In practice, this notion makes it possible to refine the algorithms classics ofartificial intelligence and allows in particular to integrate several probability distributions from different sources. For example, one can infer the orientation of a tree from fragments of its image, while giving more weight to precise information (for example the image of the edge of its trunk) compared to what is less (a view of foliage).
Could such a mechanism be at work in the brain?
A dynamic process
Recently, we were able to directly question neurons biology on this hypothesis. We focused on the primary visual cortex, a region on the surface of the brain that is essential for vision. Since the experiments of Hubel and Wiesel in 1959we know that the neurons of this region respond preferentially to the orientation of the contours in the image, for example that of a light bar which would be presented in front of our eyes.
To extend the scope of these seminal experiments in the neurosciences of vision, we have synthesized stimulation visuals in which we explicitly manipulate the precision of this orientation, like in the photos in the image below. Thus we add to the images a new dimension which represents the fact that a visual object can be more or less oriented by modifying the precision of this orientation. This can thus be transformed from a perfectly oriented bar, at an intermediate orientation, to a texture completely undirected.

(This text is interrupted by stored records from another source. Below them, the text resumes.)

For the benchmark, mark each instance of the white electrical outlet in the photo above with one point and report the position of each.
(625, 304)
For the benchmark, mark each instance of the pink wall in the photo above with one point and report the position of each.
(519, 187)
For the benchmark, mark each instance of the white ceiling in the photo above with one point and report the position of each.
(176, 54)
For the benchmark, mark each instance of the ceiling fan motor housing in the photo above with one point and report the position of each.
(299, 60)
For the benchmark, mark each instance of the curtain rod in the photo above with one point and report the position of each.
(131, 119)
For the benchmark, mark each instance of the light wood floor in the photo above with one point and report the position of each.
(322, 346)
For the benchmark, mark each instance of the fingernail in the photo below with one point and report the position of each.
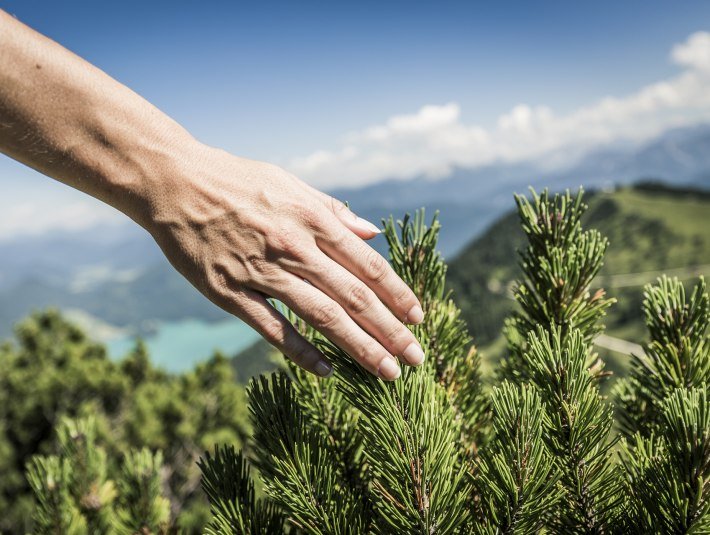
(389, 369)
(364, 224)
(324, 369)
(415, 315)
(413, 354)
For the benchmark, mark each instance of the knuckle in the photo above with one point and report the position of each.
(336, 206)
(376, 267)
(359, 299)
(274, 332)
(288, 244)
(325, 315)
(217, 282)
(298, 353)
(257, 265)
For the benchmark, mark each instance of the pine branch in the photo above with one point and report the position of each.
(91, 489)
(141, 506)
(517, 481)
(668, 476)
(678, 355)
(549, 343)
(294, 462)
(578, 435)
(226, 479)
(559, 265)
(452, 359)
(55, 512)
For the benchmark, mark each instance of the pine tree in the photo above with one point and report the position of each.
(75, 496)
(666, 416)
(435, 453)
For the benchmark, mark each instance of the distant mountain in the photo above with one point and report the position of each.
(469, 200)
(652, 229)
(118, 276)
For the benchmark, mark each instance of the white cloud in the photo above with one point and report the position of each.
(434, 140)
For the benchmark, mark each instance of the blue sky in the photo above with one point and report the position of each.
(303, 83)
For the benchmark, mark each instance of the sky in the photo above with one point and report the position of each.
(348, 93)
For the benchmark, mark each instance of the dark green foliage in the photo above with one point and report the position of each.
(354, 454)
(74, 494)
(678, 355)
(517, 482)
(53, 371)
(550, 342)
(230, 489)
(666, 415)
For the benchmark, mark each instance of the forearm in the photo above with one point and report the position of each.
(72, 122)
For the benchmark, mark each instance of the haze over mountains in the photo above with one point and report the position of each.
(117, 275)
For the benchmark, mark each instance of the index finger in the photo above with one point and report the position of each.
(370, 267)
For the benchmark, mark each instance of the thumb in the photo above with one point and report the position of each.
(361, 227)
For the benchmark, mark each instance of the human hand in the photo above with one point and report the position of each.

This new dimension makes it possible, for example, to distinguish what is drawn by the sharp outline of a visual object compared to the texture of an object for which the precision is less (such as the texture on the right of the image). Those neurophysiology experiments revealed that when these stimulations are presented, the activity of the population of neurons gradually constructs a representation of the orientation, but also of its precision, and therefore of the degree of belief in this orientation. Our results also indicate that the neurons communicate with each other differentially according to this precision, in particular that a less fine precision integrates its information more slowly.

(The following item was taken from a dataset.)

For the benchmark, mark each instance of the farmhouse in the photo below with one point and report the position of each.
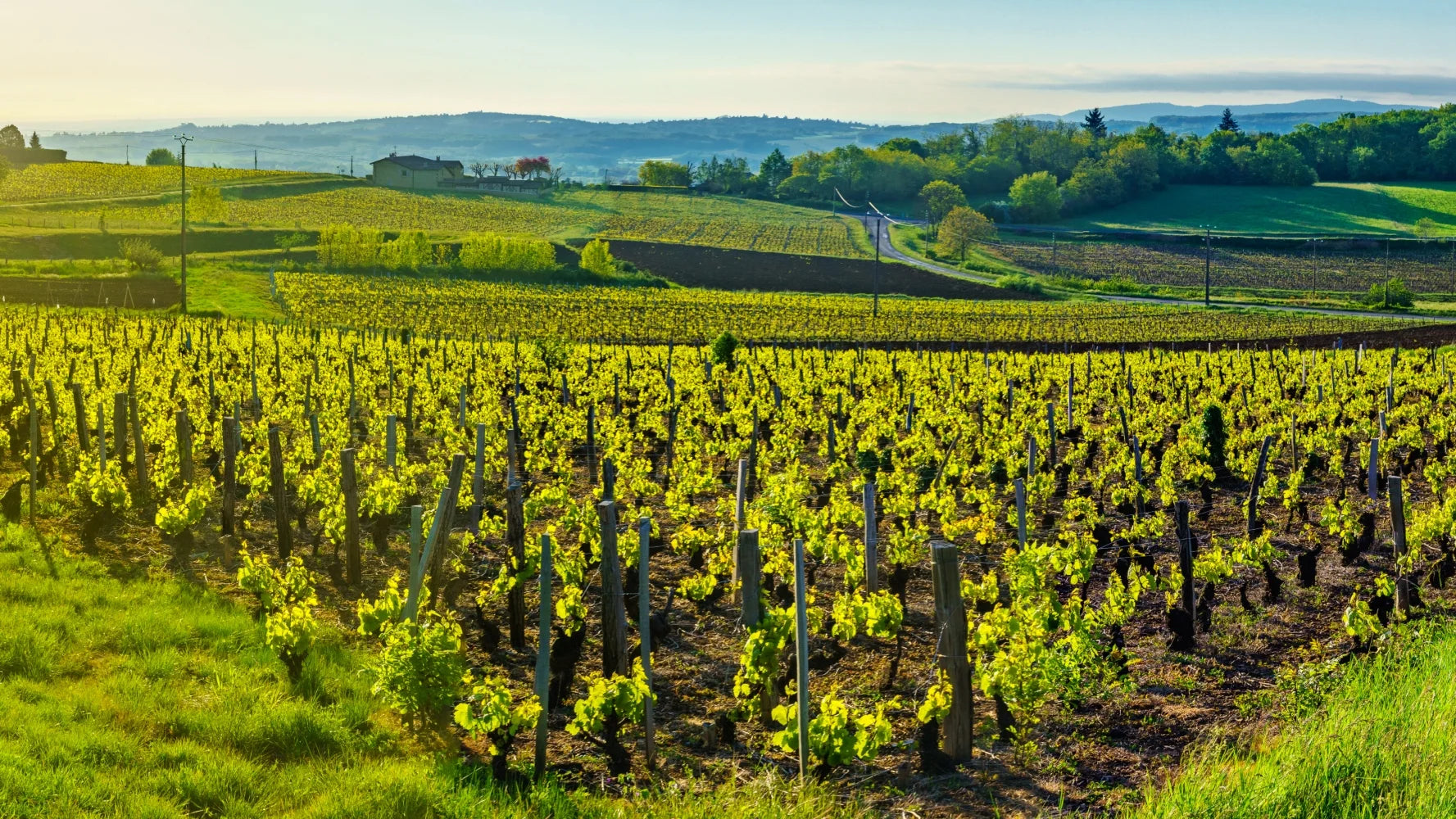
(417, 172)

To intuitively understand this dynamic mechanism, one can imagine that like a painter adjusting a touch of paint on his work, the overall representation of our visual environment is gradually constructed from these fragments. In the future, new experiments are needed to better understand these mechanisms. In particular, we want to understand how we integrate information dynamically, in the constant flow of stimuli that our sensory system must process.

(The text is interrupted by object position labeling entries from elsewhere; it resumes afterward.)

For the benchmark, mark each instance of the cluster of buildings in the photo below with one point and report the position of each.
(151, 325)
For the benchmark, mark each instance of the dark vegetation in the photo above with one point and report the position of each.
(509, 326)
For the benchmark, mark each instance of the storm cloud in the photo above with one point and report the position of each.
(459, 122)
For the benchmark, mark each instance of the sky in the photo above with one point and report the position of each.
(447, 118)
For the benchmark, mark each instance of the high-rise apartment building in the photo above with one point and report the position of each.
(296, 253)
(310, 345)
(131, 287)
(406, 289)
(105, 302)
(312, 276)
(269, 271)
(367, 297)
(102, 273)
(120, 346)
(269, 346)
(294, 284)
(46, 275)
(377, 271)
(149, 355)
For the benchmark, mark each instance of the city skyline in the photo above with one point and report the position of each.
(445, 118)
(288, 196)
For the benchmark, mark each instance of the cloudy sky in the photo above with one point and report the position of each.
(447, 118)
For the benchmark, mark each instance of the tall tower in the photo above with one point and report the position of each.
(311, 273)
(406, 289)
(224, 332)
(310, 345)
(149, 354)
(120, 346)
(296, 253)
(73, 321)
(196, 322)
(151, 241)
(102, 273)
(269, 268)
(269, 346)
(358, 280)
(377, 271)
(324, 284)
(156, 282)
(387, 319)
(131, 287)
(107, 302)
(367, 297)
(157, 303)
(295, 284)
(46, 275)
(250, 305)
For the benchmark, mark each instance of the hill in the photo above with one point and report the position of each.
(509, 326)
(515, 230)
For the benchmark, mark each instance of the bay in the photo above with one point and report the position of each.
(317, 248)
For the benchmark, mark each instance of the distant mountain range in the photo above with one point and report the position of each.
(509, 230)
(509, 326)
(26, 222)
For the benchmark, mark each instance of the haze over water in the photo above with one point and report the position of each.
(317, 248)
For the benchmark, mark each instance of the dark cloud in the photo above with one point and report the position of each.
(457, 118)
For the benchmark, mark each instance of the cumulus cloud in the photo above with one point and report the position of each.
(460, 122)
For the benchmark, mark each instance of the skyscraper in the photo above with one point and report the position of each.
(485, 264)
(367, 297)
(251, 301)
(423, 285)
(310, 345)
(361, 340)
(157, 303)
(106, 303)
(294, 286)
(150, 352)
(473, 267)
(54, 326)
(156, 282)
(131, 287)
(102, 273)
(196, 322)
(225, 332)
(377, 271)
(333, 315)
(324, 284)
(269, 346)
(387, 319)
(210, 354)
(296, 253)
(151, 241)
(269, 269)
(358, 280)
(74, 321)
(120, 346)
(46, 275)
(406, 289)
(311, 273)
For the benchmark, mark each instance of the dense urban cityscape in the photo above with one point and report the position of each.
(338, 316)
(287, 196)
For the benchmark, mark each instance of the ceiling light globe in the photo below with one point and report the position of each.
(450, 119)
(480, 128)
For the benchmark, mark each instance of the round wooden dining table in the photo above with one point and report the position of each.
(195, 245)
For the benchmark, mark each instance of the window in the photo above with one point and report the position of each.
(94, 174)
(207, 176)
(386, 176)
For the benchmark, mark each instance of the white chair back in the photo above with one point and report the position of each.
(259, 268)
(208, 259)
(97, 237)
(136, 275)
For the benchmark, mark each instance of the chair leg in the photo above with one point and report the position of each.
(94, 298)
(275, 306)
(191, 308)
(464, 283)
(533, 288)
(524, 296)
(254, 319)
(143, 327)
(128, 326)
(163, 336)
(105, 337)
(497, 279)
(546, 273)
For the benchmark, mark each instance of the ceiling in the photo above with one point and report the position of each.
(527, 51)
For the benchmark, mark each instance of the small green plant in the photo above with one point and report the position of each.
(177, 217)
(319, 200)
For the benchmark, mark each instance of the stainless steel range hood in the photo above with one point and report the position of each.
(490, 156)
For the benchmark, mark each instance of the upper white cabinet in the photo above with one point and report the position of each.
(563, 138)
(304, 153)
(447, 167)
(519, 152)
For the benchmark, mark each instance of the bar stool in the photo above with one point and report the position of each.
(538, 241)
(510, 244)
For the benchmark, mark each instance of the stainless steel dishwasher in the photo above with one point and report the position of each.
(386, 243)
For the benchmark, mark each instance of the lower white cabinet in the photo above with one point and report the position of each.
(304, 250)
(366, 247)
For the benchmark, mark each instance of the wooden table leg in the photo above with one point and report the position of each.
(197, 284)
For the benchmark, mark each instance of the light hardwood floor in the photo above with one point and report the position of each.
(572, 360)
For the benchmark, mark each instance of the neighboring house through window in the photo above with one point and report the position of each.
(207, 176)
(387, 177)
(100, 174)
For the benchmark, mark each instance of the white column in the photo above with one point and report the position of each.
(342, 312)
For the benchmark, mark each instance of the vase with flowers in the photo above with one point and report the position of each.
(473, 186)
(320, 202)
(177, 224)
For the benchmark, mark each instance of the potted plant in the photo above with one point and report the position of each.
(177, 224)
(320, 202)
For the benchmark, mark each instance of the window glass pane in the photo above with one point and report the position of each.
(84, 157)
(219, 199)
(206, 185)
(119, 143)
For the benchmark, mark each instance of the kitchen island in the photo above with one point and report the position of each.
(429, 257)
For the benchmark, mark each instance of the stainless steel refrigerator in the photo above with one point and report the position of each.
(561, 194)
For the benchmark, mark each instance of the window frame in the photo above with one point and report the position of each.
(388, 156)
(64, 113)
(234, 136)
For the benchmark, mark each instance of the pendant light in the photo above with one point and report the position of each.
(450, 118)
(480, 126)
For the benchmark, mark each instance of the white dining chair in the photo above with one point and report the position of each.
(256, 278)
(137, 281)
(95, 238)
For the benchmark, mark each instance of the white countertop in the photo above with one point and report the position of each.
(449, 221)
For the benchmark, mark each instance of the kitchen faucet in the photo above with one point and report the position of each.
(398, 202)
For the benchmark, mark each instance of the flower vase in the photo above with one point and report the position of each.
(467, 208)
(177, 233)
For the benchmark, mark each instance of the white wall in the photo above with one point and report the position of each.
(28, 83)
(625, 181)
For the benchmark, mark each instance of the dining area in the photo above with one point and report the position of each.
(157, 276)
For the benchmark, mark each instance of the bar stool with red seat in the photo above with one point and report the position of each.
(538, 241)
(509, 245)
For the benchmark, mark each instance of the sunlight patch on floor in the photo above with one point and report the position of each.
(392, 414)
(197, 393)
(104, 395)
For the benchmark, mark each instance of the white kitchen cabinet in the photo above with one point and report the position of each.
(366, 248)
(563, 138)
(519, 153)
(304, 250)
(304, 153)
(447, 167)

On the usefulness of chance
To conclude, we invoked chance to better understand the brain. Even if it can be a source of confusion, it is a mechanism in the face of which the brain does not remain passive, and it constitutes a central notion to give meaning to the complex mechanisms that take place there.
Thus, a better knowledge of chance allows the optimal integration of the “bits” of information distributed in our brain and eventually leading to a unified awareness of the world around us. Echoing Marivaux’s comedy, let’s hope that chance allows us to unite neuroscience and computer science to better understand intelligence.